Generally, work experience shows recruiters that:

You can code. You have worked in a team and know how to communicate effectively. You can do things on your own. Side projects show recruiters that:

You can code. You can do things on your own. 2 of 3.

Not bad.

That’s why side projects kind of replace work experience in the eyes of recruiters.

What side projects should you build? I suggest building:

Projects that fit your position (backend, frontend, full-stack, etc.) Projects that fit your position and field (backend engineer working in the AI field, a fronted engineer in the eCommerce field, etc.) Crazy ideas from your head that you want to put into reality. To find ideas for side projects, you can use google: "[YOUR POSITION] side projects ideas"
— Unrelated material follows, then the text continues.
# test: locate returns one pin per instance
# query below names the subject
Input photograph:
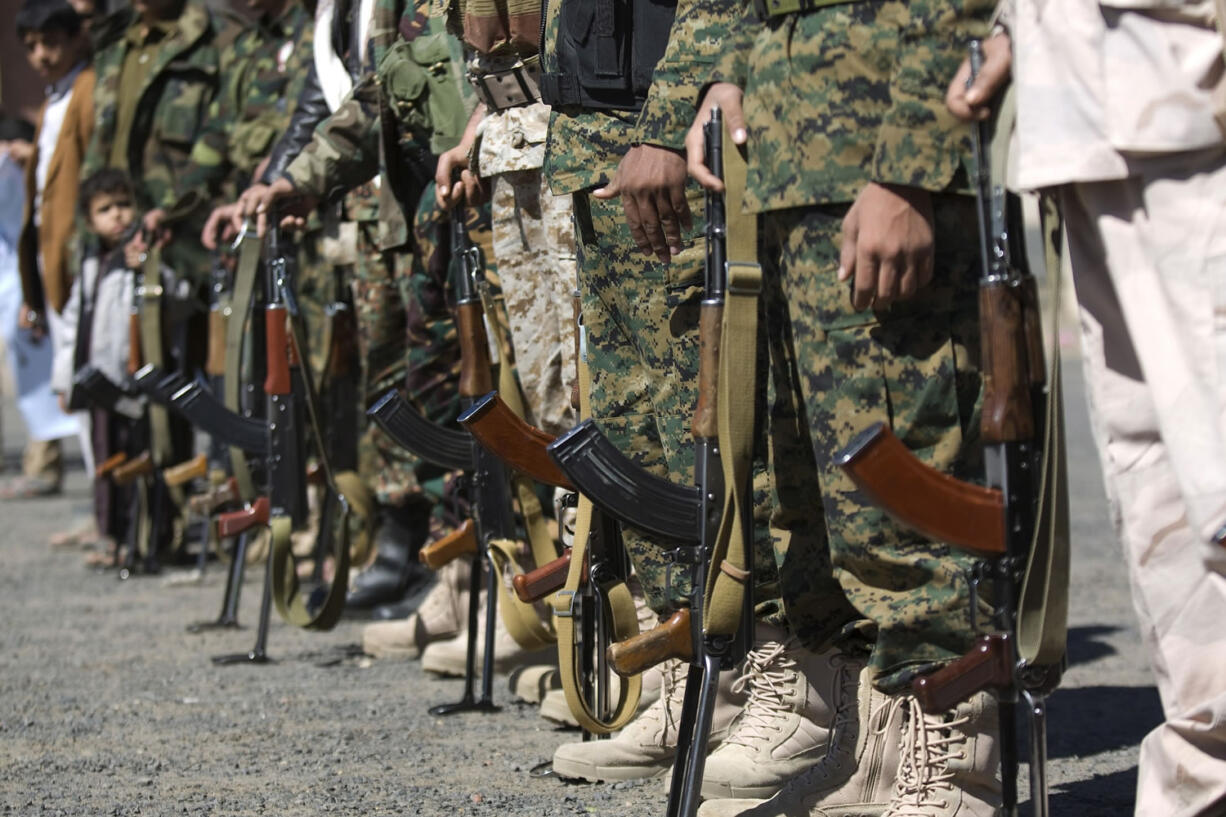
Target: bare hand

How difficult do the projects have to be? It all depends on the job market and you.

If 10 candidates apply with a calculator application as a side project, you can stand out with something slightly difficult. But if 10 candidates apply with the YouTube clone application as a side project, at a minimum, you should build a YouTube clone too.

Don’t panic. From my experience, the average level of side projects (that I reviewed as the interviewer) is very low.

Here are some examples of “good” and “bad” projects ideas so you can understand what minimum difficulty level you need.

Example of “bad” side projects:

To-do list Calculator Hello world Example of “good” side projects:

Chat application Soundcloud like an audio player Clone of any big website with basic functionality (login, admin panel, etc.) How much side project should I build? 2-3 projects.

Where to list them? You should add it to 2 places:

Resume (to the “Projects” section). Github profile. Talking about Github, I suggest publishing your side projects online if it’s possible.

Recruiters have other things to do besides pulling your project from Github and running it locally.

Save their time.

Deploy what you have built to a public domain.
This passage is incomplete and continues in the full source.